Morgellons syndrome is the most contentious and wince-inducing condition on our list. Although yet to be officially classified as a disease, those who claim affliction – and there are several thousand in the US – report the presence of subcutaneous parasites which manifest themselves as long, fibre-like worms that move around the body.

However, there is considerable debate among healthcare professionals as to whether Morgellons is a real illness at all. In fact, doctors point out that Morgellons bears all the hallmarks of delusional parasitosis, a secondary phenomenon connected to schizophrenia. With the suggestion being put forward that the "fibrous parasites" can actually be explained much more simply: they are actually fibres from patients' clothes which have become entrenched in open wounds. Sufferers vehemently dispute this contention.

Porphyria

The enzymic disorder porphyria was first recognised in the 4th century BC by the father of modern medicine, Hippocrates. Taking its name from the Greek term for "purple pigment", the disease causes a build-up of toxic porphyrins, which discolour the urine of victims and, in some instances, trigger paranoid delusions. It can also cause pain, cramps and fitting.

The most prominent victim was George III (and porphyria is thought to be responsible for "the madness of King George"). A spartan regime of blistering and leeches was prescribed by the royal physician, Francis Willis. Although the blistering failed to help the King, it helped Willis, who was given a pension of £1,000 a year.
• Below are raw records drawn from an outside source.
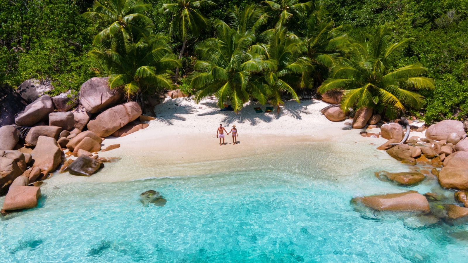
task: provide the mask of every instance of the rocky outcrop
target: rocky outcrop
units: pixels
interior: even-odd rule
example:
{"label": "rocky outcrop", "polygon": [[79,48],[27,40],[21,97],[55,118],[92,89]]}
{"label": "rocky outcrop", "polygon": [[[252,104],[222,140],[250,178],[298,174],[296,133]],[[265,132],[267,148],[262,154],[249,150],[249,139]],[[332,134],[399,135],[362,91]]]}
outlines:
{"label": "rocky outcrop", "polygon": [[468,169],[458,167],[443,167],[439,173],[439,182],[446,188],[468,190]]}
{"label": "rocky outcrop", "polygon": [[110,89],[108,78],[93,78],[81,85],[80,104],[91,113],[96,113],[113,106],[123,97],[120,89]]}
{"label": "rocky outcrop", "polygon": [[354,200],[378,211],[424,212],[430,211],[427,199],[416,191],[358,197]]}
{"label": "rocky outcrop", "polygon": [[34,160],[33,167],[39,167],[43,171],[55,171],[62,161],[62,150],[54,138],[46,136],[39,137],[31,153]]}
{"label": "rocky outcrop", "polygon": [[64,172],[68,172],[71,175],[89,176],[95,173],[102,166],[102,163],[96,159],[81,155],[64,170]]}
{"label": "rocky outcrop", "polygon": [[101,137],[98,136],[95,133],[91,131],[86,131],[86,132],[79,133],[78,135],[71,139],[70,142],[66,144],[67,148],[71,152],[73,152],[77,146],[81,142],[83,139],[86,137],[89,137],[96,141],[99,145],[101,145],[101,144],[102,143],[102,139]]}
{"label": "rocky outcrop", "polygon": [[133,121],[119,129],[118,131],[112,133],[112,135],[115,137],[123,137],[140,130],[146,129],[148,126],[149,124],[147,123]]}
{"label": "rocky outcrop", "polygon": [[458,134],[452,132],[447,137],[447,143],[451,143],[455,145],[458,143],[458,142],[460,141],[460,139],[461,139],[461,138]]}
{"label": "rocky outcrop", "polygon": [[20,132],[14,127],[0,127],[0,150],[13,150],[20,139]]}
{"label": "rocky outcrop", "polygon": [[456,167],[468,170],[468,152],[456,152],[444,160],[445,167]]}
{"label": "rocky outcrop", "polygon": [[72,112],[52,112],[49,115],[49,125],[71,131],[75,125],[74,116]]}
{"label": "rocky outcrop", "polygon": [[445,120],[431,125],[426,130],[426,138],[439,141],[446,139],[453,133],[461,137],[464,135],[463,123],[454,120]]}
{"label": "rocky outcrop", "polygon": [[378,178],[385,176],[388,180],[395,181],[403,185],[411,185],[424,180],[425,176],[419,172],[403,172],[401,173],[389,173],[385,171],[376,172]]}
{"label": "rocky outcrop", "polygon": [[322,95],[322,100],[330,104],[338,104],[341,101],[342,93],[341,90],[329,90]]}
{"label": "rocky outcrop", "polygon": [[88,130],[98,136],[106,137],[141,115],[138,103],[130,102],[106,110],[89,121]]}
{"label": "rocky outcrop", "polygon": [[49,95],[41,96],[15,116],[15,122],[19,126],[31,127],[36,123],[47,119],[54,111],[52,99]]}
{"label": "rocky outcrop", "polygon": [[176,99],[177,98],[183,98],[185,97],[188,97],[189,95],[185,94],[183,92],[181,91],[178,88],[177,89],[175,89],[174,90],[170,90],[169,92],[168,92],[168,95],[172,99]]}
{"label": "rocky outcrop", "polygon": [[71,91],[69,90],[64,93],[60,93],[55,97],[52,97],[52,102],[57,111],[67,111],[70,109],[76,106],[78,104],[78,99],[72,95]]}
{"label": "rocky outcrop", "polygon": [[21,83],[16,89],[16,92],[27,103],[31,103],[46,92],[53,89],[53,88],[50,82],[40,81],[38,80],[31,79]]}
{"label": "rocky outcrop", "polygon": [[362,129],[372,117],[372,109],[366,107],[359,108],[354,114],[351,126],[353,129]]}
{"label": "rocky outcrop", "polygon": [[41,189],[39,187],[12,185],[5,197],[3,209],[8,211],[36,207],[40,197]]}
{"label": "rocky outcrop", "polygon": [[5,157],[0,151],[0,195],[7,193],[9,186],[23,172],[15,160]]}
{"label": "rocky outcrop", "polygon": [[62,128],[56,126],[35,126],[29,130],[24,141],[28,146],[34,147],[37,144],[37,139],[39,136],[46,136],[57,139],[61,132]]}
{"label": "rocky outcrop", "polygon": [[334,104],[322,109],[322,113],[327,119],[332,122],[341,121],[346,118],[346,114],[339,104]]}
{"label": "rocky outcrop", "polygon": [[101,145],[89,137],[85,137],[74,147],[73,152],[76,154],[80,149],[90,152],[97,152],[101,150]]}
{"label": "rocky outcrop", "polygon": [[453,149],[457,152],[468,152],[468,138],[465,138],[458,142]]}
{"label": "rocky outcrop", "polygon": [[405,136],[402,125],[395,123],[384,124],[380,127],[380,132],[382,132],[382,137],[388,140],[395,139],[398,142],[402,141]]}
{"label": "rocky outcrop", "polygon": [[16,92],[10,92],[0,98],[0,126],[15,124],[15,116],[28,106]]}
{"label": "rocky outcrop", "polygon": [[75,119],[74,127],[80,131],[86,126],[92,114],[86,111],[82,105],[79,105],[72,111]]}

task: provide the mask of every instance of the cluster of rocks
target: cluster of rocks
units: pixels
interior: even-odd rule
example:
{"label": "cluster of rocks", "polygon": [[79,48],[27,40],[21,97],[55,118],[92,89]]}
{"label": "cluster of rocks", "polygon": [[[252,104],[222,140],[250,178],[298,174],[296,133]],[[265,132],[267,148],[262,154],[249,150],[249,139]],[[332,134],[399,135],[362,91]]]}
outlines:
{"label": "cluster of rocks", "polygon": [[[139,118],[154,119],[142,116],[136,102],[121,103],[122,91],[109,88],[107,78],[88,80],[76,96],[68,91],[51,97],[46,93],[53,88],[30,80],[0,98],[0,195],[7,194],[5,211],[37,205],[37,182],[59,168],[72,175],[95,173],[102,162],[114,161],[97,155],[105,137],[124,136],[148,126]],[[72,155],[78,158],[66,161]]]}
{"label": "cluster of rocks", "polygon": [[[425,127],[419,128],[423,129],[418,132],[424,131]],[[420,211],[426,213],[424,216],[430,215],[451,224],[466,223],[468,220],[466,128],[467,125],[461,122],[446,120],[428,127],[425,138],[410,137],[404,143],[393,146],[390,144],[403,139],[403,128],[397,123],[385,124],[380,127],[380,135],[388,140],[378,149],[386,150],[394,158],[414,166],[415,168],[410,168],[412,170],[408,172],[377,172],[376,176],[405,186],[414,185],[428,176],[433,176],[444,189],[458,191],[454,192],[453,199],[441,200],[435,197],[437,195],[434,193],[423,195],[411,191],[356,197],[353,202],[378,211]],[[431,204],[434,205],[430,206]]]}

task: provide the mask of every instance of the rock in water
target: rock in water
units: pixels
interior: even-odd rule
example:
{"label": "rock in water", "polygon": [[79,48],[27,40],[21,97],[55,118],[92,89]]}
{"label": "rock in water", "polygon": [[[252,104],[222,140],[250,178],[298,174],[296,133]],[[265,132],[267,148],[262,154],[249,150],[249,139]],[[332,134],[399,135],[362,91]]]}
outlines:
{"label": "rock in water", "polygon": [[93,78],[81,85],[80,102],[88,112],[96,113],[117,103],[123,97],[120,89],[110,89],[108,78]]}
{"label": "rock in water", "polygon": [[10,92],[0,98],[0,126],[15,124],[15,115],[27,106],[16,92]]}
{"label": "rock in water", "polygon": [[53,89],[53,87],[46,81],[31,79],[21,83],[16,89],[21,97],[28,103],[32,103],[48,91]]}
{"label": "rock in water", "polygon": [[76,98],[73,97],[70,90],[52,97],[52,102],[57,111],[67,111],[75,107],[78,103]]}
{"label": "rock in water", "polygon": [[372,117],[372,109],[366,107],[360,108],[354,114],[351,126],[353,129],[364,128],[371,117]]}
{"label": "rock in water", "polygon": [[0,150],[13,150],[20,139],[20,132],[13,126],[0,127]]}
{"label": "rock in water", "polygon": [[464,135],[463,123],[454,120],[445,120],[431,125],[426,130],[426,138],[439,141],[446,139],[452,133],[456,133],[461,137]]}
{"label": "rock in water", "polygon": [[102,163],[96,159],[81,155],[69,164],[64,172],[74,175],[89,176],[103,166]]}
{"label": "rock in water", "polygon": [[75,125],[72,112],[52,112],[49,115],[49,125],[60,127],[65,131],[71,131]]}
{"label": "rock in water", "polygon": [[430,211],[427,199],[416,191],[358,197],[353,200],[378,211]]}
{"label": "rock in water", "polygon": [[164,206],[167,201],[164,198],[159,192],[154,190],[148,190],[140,194],[140,201],[143,205],[147,206],[150,203],[156,206]]}
{"label": "rock in water", "polygon": [[12,185],[5,197],[3,209],[8,211],[36,207],[40,197],[41,189],[39,187]]}
{"label": "rock in water", "polygon": [[54,106],[50,96],[44,95],[16,114],[15,122],[19,126],[31,127],[46,120],[49,114],[53,111]]}
{"label": "rock in water", "polygon": [[34,160],[33,167],[39,167],[44,171],[55,171],[62,161],[62,150],[54,138],[39,136],[31,154]]}
{"label": "rock in water", "polygon": [[118,105],[103,111],[89,121],[88,130],[98,136],[106,137],[141,115],[141,108],[135,102]]}
{"label": "rock in water", "polygon": [[56,126],[40,125],[32,127],[26,135],[24,141],[28,146],[35,146],[39,136],[46,136],[58,139],[62,128]]}
{"label": "rock in water", "polygon": [[438,179],[442,187],[468,190],[468,169],[466,168],[444,167],[439,172]]}

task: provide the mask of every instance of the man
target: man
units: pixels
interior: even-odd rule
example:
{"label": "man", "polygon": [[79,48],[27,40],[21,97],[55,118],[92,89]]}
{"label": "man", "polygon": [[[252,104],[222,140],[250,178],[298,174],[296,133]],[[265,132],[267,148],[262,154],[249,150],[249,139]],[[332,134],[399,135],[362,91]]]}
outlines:
{"label": "man", "polygon": [[[223,138],[223,144],[224,144],[224,132],[226,132],[227,133],[227,131],[226,129],[223,127],[223,124],[220,124],[219,127],[218,128],[216,131],[216,138],[219,138],[219,146],[221,146],[221,138]],[[218,133],[219,133],[219,136],[218,136]]]}

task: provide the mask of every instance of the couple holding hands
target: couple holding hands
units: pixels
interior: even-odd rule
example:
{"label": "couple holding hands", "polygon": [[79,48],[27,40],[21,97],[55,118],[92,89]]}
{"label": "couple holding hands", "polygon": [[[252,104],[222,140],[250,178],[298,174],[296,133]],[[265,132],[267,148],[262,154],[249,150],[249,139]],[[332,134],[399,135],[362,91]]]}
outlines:
{"label": "couple holding hands", "polygon": [[[226,131],[226,129],[225,129],[224,127],[223,127],[223,124],[220,124],[219,127],[218,128],[217,130],[216,131],[216,138],[219,138],[219,146],[221,146],[223,144],[224,144],[225,132],[226,132],[226,133],[227,133],[228,135],[229,135],[229,133],[232,132],[233,144],[234,144],[233,145],[235,145],[236,144],[237,144],[237,136],[239,135],[239,134],[237,133],[237,129],[236,128],[235,125],[233,125],[232,129],[231,129],[231,131],[228,132],[227,131]],[[222,144],[221,143],[221,138],[223,139]]]}

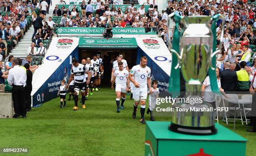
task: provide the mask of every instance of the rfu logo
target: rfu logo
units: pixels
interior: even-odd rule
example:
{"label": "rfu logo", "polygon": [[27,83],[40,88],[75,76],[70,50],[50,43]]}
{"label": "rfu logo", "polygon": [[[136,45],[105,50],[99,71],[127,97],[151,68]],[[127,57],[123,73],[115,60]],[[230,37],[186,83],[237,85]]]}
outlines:
{"label": "rfu logo", "polygon": [[93,40],[86,40],[85,41],[85,42],[86,42],[87,43],[92,43],[95,42],[95,41]]}
{"label": "rfu logo", "polygon": [[59,28],[59,29],[58,29],[58,32],[59,33],[61,33],[62,32],[62,29],[61,29],[61,28]]}

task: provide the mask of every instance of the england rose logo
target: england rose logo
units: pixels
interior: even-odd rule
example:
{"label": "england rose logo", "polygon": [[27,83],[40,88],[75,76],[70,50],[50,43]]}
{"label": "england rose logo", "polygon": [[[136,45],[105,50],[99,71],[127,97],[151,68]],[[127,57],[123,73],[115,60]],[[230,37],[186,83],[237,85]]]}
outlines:
{"label": "england rose logo", "polygon": [[58,40],[58,44],[60,45],[71,45],[73,42],[72,40],[69,39],[61,39]]}
{"label": "england rose logo", "polygon": [[156,40],[146,39],[142,40],[142,41],[145,45],[148,46],[159,45],[158,41]]}

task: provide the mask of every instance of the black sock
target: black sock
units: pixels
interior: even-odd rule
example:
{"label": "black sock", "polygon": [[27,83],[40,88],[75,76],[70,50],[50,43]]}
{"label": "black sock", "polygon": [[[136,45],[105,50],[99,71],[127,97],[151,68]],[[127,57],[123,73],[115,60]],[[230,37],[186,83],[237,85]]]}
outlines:
{"label": "black sock", "polygon": [[138,108],[137,106],[135,106],[135,103],[133,104],[133,113],[136,113],[137,111],[137,108]]}
{"label": "black sock", "polygon": [[153,116],[153,111],[150,111],[150,116]]}
{"label": "black sock", "polygon": [[116,103],[116,106],[118,107],[118,109],[120,109],[120,107],[119,107],[120,105],[120,99],[119,98],[116,98],[115,102]]}
{"label": "black sock", "polygon": [[121,102],[121,106],[123,106],[123,103],[124,103],[124,101],[125,100],[125,97],[124,98],[122,97],[122,101]]}
{"label": "black sock", "polygon": [[84,101],[85,101],[85,96],[82,96],[82,105],[84,104]]}
{"label": "black sock", "polygon": [[74,100],[75,101],[75,106],[77,107],[77,102],[78,102],[78,96],[74,96]]}
{"label": "black sock", "polygon": [[144,118],[144,114],[145,114],[145,105],[141,106],[141,118]]}

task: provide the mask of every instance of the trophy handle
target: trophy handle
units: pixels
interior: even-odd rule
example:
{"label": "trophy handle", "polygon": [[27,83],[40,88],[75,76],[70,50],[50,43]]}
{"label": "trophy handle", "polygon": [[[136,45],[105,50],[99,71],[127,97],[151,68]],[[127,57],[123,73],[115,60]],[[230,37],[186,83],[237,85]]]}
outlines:
{"label": "trophy handle", "polygon": [[213,67],[212,64],[212,58],[213,57],[213,56],[214,56],[215,55],[219,53],[220,51],[220,50],[219,49],[218,49],[218,50],[215,51],[214,53],[213,53],[212,54],[212,55],[211,55],[211,56],[210,57],[210,68],[212,70],[215,70],[215,68]]}
{"label": "trophy handle", "polygon": [[180,64],[180,61],[182,59],[181,56],[182,55],[182,53],[183,53],[183,48],[182,48],[181,51],[180,53],[181,55],[179,55],[179,53],[177,53],[177,52],[174,49],[171,49],[170,51],[173,53],[175,54],[176,56],[177,56],[177,58],[178,58],[178,63],[177,63],[177,65],[176,65],[175,67],[174,67],[174,69],[178,69],[179,66],[179,65]]}

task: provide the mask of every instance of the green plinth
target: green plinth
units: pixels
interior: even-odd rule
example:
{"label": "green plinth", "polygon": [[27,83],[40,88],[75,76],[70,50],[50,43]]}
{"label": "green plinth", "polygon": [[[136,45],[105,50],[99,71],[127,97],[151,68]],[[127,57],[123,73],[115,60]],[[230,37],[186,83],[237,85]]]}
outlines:
{"label": "green plinth", "polygon": [[216,134],[195,136],[170,131],[170,124],[146,122],[145,156],[246,155],[247,140],[220,124],[215,124],[218,131]]}

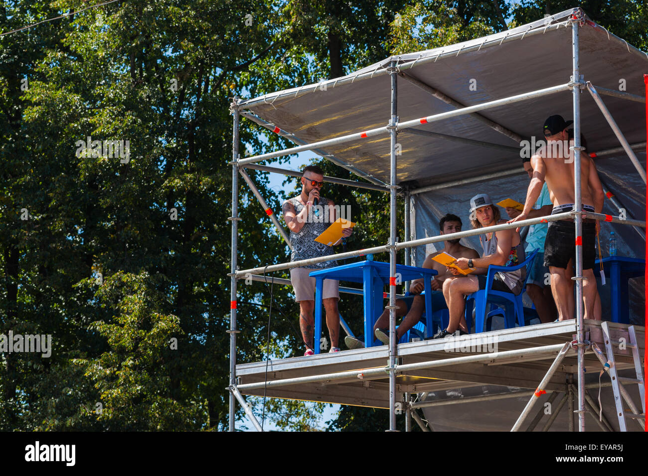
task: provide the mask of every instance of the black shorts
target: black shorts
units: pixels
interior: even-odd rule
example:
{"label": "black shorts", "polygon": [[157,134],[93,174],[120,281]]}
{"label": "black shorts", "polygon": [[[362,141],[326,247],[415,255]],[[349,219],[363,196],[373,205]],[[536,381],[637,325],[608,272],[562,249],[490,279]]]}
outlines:
{"label": "black shorts", "polygon": [[[486,275],[477,275],[477,281],[480,289],[486,289]],[[504,282],[502,280],[498,275],[495,275],[493,277],[492,286],[491,287],[493,291],[501,291],[503,293],[512,292],[511,288],[504,284]]]}
{"label": "black shorts", "polygon": [[[596,223],[583,223],[583,269],[592,269],[596,259],[594,243]],[[567,268],[570,260],[576,266],[576,231],[573,221],[560,220],[549,223],[544,240],[544,266]]]}

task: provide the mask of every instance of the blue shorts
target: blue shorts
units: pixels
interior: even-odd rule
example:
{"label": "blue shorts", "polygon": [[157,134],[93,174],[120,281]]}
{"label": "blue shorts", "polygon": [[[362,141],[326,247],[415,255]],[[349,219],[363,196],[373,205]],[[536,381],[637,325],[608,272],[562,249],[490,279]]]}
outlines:
{"label": "blue shorts", "polygon": [[[529,253],[533,251],[529,252]],[[538,253],[533,260],[533,265],[529,271],[527,284],[535,284],[540,288],[544,288],[544,280],[549,274],[549,268],[544,266],[544,251],[538,250]]]}
{"label": "blue shorts", "polygon": [[[407,306],[407,312],[410,312],[410,310],[411,309],[411,303],[414,302],[414,298],[419,295],[413,294],[411,296],[406,296],[405,297],[401,297],[399,300],[402,300],[405,303]],[[422,296],[424,297],[424,295]],[[443,296],[443,291],[432,291],[432,312],[436,312],[441,309],[447,309],[448,304],[446,304],[445,297]],[[425,317],[423,317],[424,313],[421,313],[421,317],[419,319],[423,324],[425,324]]]}

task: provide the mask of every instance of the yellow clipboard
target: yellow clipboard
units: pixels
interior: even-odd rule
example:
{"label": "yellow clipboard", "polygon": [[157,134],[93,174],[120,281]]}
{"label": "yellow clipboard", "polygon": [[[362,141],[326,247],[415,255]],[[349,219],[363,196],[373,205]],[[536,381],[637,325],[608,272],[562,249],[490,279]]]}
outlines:
{"label": "yellow clipboard", "polygon": [[516,201],[512,198],[507,198],[505,200],[502,200],[498,203],[498,205],[502,208],[506,208],[508,207],[510,209],[515,209],[516,210],[519,210],[520,212],[524,210],[524,205],[520,203],[519,201]]}
{"label": "yellow clipboard", "polygon": [[332,246],[334,243],[342,238],[342,231],[345,228],[353,228],[356,224],[353,221],[343,218],[338,218],[330,224],[330,226],[324,230],[324,232],[315,238],[318,243],[321,243],[327,246]]}
{"label": "yellow clipboard", "polygon": [[474,267],[469,267],[467,269],[462,269],[456,264],[454,264],[454,262],[457,260],[457,258],[452,255],[448,255],[445,251],[442,251],[435,256],[434,256],[432,259],[437,263],[441,263],[444,266],[454,268],[464,276],[470,274],[475,270]]}

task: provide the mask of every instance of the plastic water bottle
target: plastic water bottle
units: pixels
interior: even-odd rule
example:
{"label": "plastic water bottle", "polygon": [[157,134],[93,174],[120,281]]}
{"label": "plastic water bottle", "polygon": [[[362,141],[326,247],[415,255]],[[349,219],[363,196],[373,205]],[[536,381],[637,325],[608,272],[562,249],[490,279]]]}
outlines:
{"label": "plastic water bottle", "polygon": [[616,237],[614,231],[610,233],[610,256],[616,256]]}

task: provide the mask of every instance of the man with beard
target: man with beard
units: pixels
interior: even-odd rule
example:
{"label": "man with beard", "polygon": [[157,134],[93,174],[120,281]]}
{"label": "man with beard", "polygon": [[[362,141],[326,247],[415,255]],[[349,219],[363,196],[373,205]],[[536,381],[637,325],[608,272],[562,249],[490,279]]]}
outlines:
{"label": "man with beard", "polygon": [[[439,222],[439,234],[458,232],[461,231],[461,219],[456,215],[448,213],[441,219]],[[454,240],[445,240],[443,242],[443,249],[428,255],[423,262],[422,267],[435,269],[438,273],[432,282],[432,309],[434,311],[446,308],[445,299],[443,297],[441,288],[445,280],[450,277],[454,277],[454,275],[452,268],[446,267],[432,258],[443,252],[451,255],[455,258],[459,256],[466,258],[480,257],[477,251],[472,248],[469,248],[467,246],[460,244],[459,240],[459,238],[455,238]],[[459,274],[460,276],[463,276],[458,271],[455,272]],[[425,310],[425,299],[421,294],[424,289],[423,278],[415,279],[411,282],[410,286],[410,292],[413,295],[406,296],[396,300],[396,305],[398,306],[396,315],[399,317],[405,316],[402,322],[400,323],[400,325],[396,329],[397,342],[419,321],[425,323],[425,319],[422,317],[423,312]],[[389,330],[387,328],[389,323],[389,310],[385,309],[374,325],[374,333],[380,342],[387,345],[389,345]],[[430,331],[428,330],[428,332]],[[362,340],[351,336],[347,336],[344,339],[344,343],[349,348],[359,348],[364,346],[364,342]]]}
{"label": "man with beard", "polygon": [[[332,200],[319,196],[319,189],[324,185],[323,180],[324,174],[319,167],[316,165],[306,167],[301,179],[301,193],[284,201],[281,207],[284,220],[290,230],[290,239],[292,245],[291,262],[334,255],[335,251],[332,246],[339,244],[341,241],[338,240],[332,246],[315,241],[315,238],[337,220]],[[317,206],[318,205],[319,207]],[[319,213],[323,214],[323,216],[315,219],[314,216]],[[351,232],[350,227],[342,231],[344,236],[350,236]],[[295,290],[295,300],[299,303],[299,327],[307,348],[305,356],[314,354],[312,346],[315,323],[313,318],[315,278],[308,276],[308,273],[316,269],[335,266],[335,260],[332,260],[290,269],[290,282]],[[337,280],[325,279],[322,289],[322,302],[326,310],[326,324],[330,337],[329,352],[340,352],[338,346],[340,335],[340,313],[338,312],[339,284]]]}

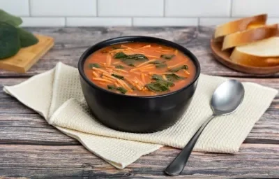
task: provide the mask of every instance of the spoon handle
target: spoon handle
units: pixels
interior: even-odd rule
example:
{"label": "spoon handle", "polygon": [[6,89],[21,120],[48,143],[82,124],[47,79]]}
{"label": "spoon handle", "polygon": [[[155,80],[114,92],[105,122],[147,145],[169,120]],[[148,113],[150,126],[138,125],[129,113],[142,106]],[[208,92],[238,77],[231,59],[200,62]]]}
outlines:
{"label": "spoon handle", "polygon": [[185,146],[185,148],[181,150],[181,152],[180,152],[177,157],[165,169],[165,173],[166,174],[175,176],[181,173],[200,134],[206,126],[215,116],[216,115],[213,115],[199,127],[199,130],[197,130],[195,135],[191,138],[186,146]]}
The King's case is now thought to have been caused by arsenic poisoning from medication he was taking. "Leeching is not something we'd recommend today," says Dr Joanne Marsden of King's College Hospital. "We prefer dietary adjustment and pain control."

Todd's syndrome

The author Lewis Carroll was said to have been inspired to write Alice in Wonderland after the onset of a bizarre neurological condition. Prey to "bilious headaches", Carroll recorded in his diary his experience of "curious optical effects ... seeing disordered 'fortifications'." Although historical diagnosis is risky, scholars agree that these "disordered fortifications" were the likely product of Todd's syndrome, a condition which distorts perceptions of size, and induces the shrinking feeling Alice experiences. Only formally recognised 60 years ago, it affects just a tiny number of people per year.

Pica

Often manifesting itself in the early stages of pregnancy, Pica leads to an uncontrollable desires to consume certain foods and, in some cases, inedible objects – sponges, lengths of wood, and bricks have all be reported as objects of desire for sufferers, and it's common to be drawn to eating soil, coal or paper.

"There has been the suggestion that the cravings are the result of an iron deficiency, but the connection has yet to be proven," says Sue Jacob of the Royal College of Midwives.

Coulrophobia

Coulrophobia describes a terror of clowns. The condition is suprisingly common. So much so that the music event Bestival had to discourage visitors, many of whom come in fancy dress, from dressing up as clowns, as there were so many potential phobics among the audience. It's not recognised as a medical condition, but commonly affects children.

Other surprising phobias include chorophobia, which is a socially disabling fear of dancing, and gephyrophobia, a fear of bridges. This is a relatively common condition and a potentially dangerous one, as it can induce panic in drivers, which can be quite a hazard in bridge-dense places such as New York. So much so that the authorities are available to guide drivers over the Tappan Zee Bridge, and in San Francisco they are well used to dispatching tow trucks to panic-stricken drivers.

While we may be tempted to smile at the idea of someone plagued with worries about clowns, or who crave inedible objects, as Stephen Nutt from Rare Disease UK points out, the effects can be life-changing. And with one in 17 people developing a rare disease during their lifetime, you or I could be next.